Categories: Inheritance Tax| Estate Planning
Topics: Canada Life| | IHT
Paul Thompson, tax & estate planning consultant at Canada Life, looks at alternative strategies for mitigating IHT liability.
One of the best defences against the potential ravages of inheritance tax (IHT) is an arrangement which, initially at least, has no impact. In addition, it allows the client to access capital at any time during their lifetime, but does not create a gift with reservation, nor does it offend the pre-owned assets income tax legislation.
Let’s start with a simple scenario without a trust. Archie decides to lend £1m to Brenda. He arranges the loan in such a way that it is repayable on demand and, to avoid unnecessary complications, he makes it interest-free. The fact it is repayable on demand is important from an IHT point of view.
Section 3(1) of the IHT Act 1984 states that: “A transfer of value is a disposition made by a person as a result of which the value of his estate immediately after the disposition is less than it would be but for the disposition.”
It could be argued that a loan is not a disposition, a word that is not defined in the legislation itself. However, even if it is a disposition, it seems clear that, provided it is repayable on demand, the value of the lender’s estate is exactly the same before and after. Physically, the cash lent is no longer part of the estate but there is an asset of the estate equal to the amount outstanding, so the two cancel each other out. The loan cannot therefore be a transfer of value.
So how is that of benefit as far as Archie’s potential IHT liabilities are concerned? If he died the day after the loan was granted to Brenda, there would be no benefit at all; the value of Archie’s estate would be exactly the same as if he had not made the loan.
However, any future growth on the borrowed money will accrue within Brenda’s estate, not Archie’s, which is the fundamental point. By lending the cash interest-free and making the loan repayable on demand, Archie has effectively put a cap on the potential for IHT, since the value of the loan cannot increase. Not only that, but Archie can rest assured that, should he ever need any funds, he can always ask for part or all of the loan to be repaid.
But there’s a potential difficulty. What if Archie is concerned about Brenda’s willingness or ability to pay? Or what if Brenda is under the age of majority? Perhaps it would be preferable for Archie to create a trust for Brenda’s benefit so that, having appointed trustees, he could lend the cash to them on exactly the same terms.
In turn, the trustees could invest the borrowed cash so that future growth accrued within the trust. Even better, Archie could create a discretionary trust, allowing for greater flexibility in the event of a future change of circumstances.
A potential problem here is that, if the trustees invest in an income-producing investment, income tax complexities arise in the event of any loan repayment in whole or in part.
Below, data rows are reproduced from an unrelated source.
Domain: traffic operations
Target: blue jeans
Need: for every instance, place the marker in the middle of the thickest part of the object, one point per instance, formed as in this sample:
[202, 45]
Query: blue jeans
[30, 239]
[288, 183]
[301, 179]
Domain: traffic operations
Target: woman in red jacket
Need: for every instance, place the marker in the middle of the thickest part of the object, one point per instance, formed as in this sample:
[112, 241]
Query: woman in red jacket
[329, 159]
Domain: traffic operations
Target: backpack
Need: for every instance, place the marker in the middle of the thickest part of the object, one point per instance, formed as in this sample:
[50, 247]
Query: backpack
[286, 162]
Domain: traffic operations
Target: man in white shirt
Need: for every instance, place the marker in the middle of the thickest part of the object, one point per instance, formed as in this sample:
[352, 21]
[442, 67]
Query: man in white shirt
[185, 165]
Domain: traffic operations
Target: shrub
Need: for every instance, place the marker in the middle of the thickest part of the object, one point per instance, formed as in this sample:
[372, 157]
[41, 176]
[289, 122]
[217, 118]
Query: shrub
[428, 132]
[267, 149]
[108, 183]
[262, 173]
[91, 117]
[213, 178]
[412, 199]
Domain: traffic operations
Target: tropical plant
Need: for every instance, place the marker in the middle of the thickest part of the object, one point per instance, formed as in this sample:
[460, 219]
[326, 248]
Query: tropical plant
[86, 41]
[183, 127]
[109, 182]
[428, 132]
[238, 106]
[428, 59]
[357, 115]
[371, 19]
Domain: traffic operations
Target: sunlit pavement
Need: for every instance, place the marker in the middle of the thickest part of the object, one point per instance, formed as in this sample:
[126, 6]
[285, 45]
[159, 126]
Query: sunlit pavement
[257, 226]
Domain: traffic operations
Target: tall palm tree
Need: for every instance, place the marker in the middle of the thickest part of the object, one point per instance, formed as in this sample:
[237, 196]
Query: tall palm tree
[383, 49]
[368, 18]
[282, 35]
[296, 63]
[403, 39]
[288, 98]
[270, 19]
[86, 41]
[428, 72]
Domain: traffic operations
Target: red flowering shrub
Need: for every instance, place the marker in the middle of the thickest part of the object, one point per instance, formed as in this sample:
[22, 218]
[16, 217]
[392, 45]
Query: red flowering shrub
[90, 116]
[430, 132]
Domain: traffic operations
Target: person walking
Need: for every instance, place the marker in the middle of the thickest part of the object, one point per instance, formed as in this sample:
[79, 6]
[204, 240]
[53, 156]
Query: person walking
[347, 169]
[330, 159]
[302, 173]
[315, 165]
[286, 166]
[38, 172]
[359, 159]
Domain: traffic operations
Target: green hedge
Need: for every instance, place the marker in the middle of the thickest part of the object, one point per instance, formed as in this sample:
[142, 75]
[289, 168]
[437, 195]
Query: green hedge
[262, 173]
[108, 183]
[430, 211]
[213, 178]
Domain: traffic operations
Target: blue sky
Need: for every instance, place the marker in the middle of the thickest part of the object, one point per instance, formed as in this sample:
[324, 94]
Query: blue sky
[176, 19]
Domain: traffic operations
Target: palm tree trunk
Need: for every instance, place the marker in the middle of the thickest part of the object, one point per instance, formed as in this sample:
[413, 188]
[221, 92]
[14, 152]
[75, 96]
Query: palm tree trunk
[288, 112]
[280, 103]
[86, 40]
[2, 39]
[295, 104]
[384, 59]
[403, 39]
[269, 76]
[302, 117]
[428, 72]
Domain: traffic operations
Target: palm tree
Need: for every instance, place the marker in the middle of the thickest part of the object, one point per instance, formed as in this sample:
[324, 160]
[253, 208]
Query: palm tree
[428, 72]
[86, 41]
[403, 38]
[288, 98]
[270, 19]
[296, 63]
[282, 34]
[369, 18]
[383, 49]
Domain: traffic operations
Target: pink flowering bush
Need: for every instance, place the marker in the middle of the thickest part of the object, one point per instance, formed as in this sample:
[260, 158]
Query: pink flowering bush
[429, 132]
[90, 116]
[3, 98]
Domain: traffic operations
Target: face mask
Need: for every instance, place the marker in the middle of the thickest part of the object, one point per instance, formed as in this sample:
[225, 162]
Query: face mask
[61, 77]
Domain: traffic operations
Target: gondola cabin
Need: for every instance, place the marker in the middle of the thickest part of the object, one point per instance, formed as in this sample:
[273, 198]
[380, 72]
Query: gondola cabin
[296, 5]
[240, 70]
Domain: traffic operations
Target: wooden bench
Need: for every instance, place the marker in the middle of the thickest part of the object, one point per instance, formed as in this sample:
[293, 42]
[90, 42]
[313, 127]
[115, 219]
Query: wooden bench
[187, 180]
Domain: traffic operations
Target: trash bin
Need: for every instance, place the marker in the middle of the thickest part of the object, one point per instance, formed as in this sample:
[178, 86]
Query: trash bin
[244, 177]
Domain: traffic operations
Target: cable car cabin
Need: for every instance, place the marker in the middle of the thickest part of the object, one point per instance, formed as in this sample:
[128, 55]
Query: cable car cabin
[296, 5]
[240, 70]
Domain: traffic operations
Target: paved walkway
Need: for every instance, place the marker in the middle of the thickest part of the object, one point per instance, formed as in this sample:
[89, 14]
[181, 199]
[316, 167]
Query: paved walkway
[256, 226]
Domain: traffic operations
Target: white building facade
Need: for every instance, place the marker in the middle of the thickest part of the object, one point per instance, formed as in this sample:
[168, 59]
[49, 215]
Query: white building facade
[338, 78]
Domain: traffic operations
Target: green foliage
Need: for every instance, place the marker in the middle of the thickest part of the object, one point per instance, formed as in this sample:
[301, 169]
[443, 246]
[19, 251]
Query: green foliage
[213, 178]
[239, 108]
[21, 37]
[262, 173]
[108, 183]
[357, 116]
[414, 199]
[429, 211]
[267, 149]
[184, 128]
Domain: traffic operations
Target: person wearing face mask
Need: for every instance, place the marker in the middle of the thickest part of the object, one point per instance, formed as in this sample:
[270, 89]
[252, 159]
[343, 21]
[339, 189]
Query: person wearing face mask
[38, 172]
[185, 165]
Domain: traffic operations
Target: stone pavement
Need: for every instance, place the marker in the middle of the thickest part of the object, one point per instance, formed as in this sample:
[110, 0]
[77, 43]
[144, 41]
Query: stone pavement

Consequently, it is helpful if the trustees take out an investment bond, since it is a non-income producing vehicle.
Even better, it has the well-known facility to enable up to 5% tax-deferred withdrawals each year for at least 20 years. This means Archie could have regular partial repayments of capital which he could spend as if they were income.
This is the basis of most loan trust arrangements offered by product providers within the financial services industry. As always, there will be some variations around the theme. Some will require a nominal gift to start the trust off, for example, while others will start the trust with the commencement of the loan.
So, as far as the outset is concerned, the creation of a loan trust arrangement is virtually a non-event as far as IHT is concerned. If there is a nominal gift of, say, £10, this will clearly be a transfer of value but, in most cases, it will comfortably fall within an available exemption, such as the £3,000 annual gift exemption. But what about after the outset? Will there be periodic and exit charges?
The fact that, in virtually every case, there will be no IHT payable at outset means there can be no IHT exit charges on any capital paid to the beneficiaries within the first ten years of the trust. Additionally, there will never be any exit charges on any loan repayments to the settlor.